Thursday, April 28, 2016

Cleanse My Conscience


Photo cred: quotesgram.com
Oh, how am I going to forgive myself?”  I wrote in my journal just last week. 

Lord, I’m feeling guilty, and I need you.  I can barely write my failure because I feel so bad.” 

Have you ever said unloving words that you regret?  Then the guilt you feel after saying them, and you can’t erase them? 

What is worse, I said the words to my most sensitive child, and I fear that the effect will be deep damage!

A sermon I heard the very next day (the timing of the Spirit!) was recorded in 1997, but totally fitting for me!  He said, 
“Modern science and ‘progress’ cannot make the slightest advance in solving the real human problem--a dirty conscience.”

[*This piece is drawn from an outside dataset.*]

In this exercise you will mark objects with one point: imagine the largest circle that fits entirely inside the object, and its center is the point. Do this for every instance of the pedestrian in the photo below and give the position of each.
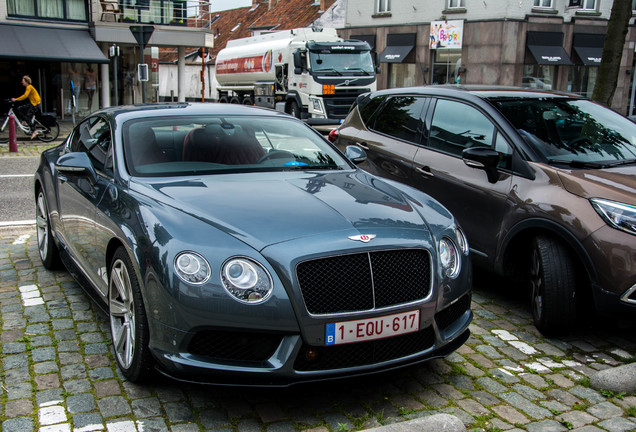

I have been working on memorizing Hebrews 9 for two weeks, and it is quite a passage!  The richness of the old covenant, the sacrificial system and the tabernacle was all set up to ultimately prepare us for and point us to Christ. 

Of the old covenant it says:
“the gifts and sacrifices being offered were not able to clear the conscience of the worshiper.”  Hebrews 9.9

As my guilty conscience weighed me down more, I continued to confess to my journal:

“I can hardly bear to think of it now!...I try to pursue him in love, but my love gets so challenged so quickly!...Oh, knives to my heart!  My guilt is too great.  Please, please please forgive me Lord!  How can I ever undo this?”


Interesting, how I can only memorize a few verses at a time!  Because it causes me to slow down and really think on it:  “not able to clear the conscience of the worshiper....” until verse 11 (ESV!):

“BUT [contrast!] when Christ appeared as high priest...”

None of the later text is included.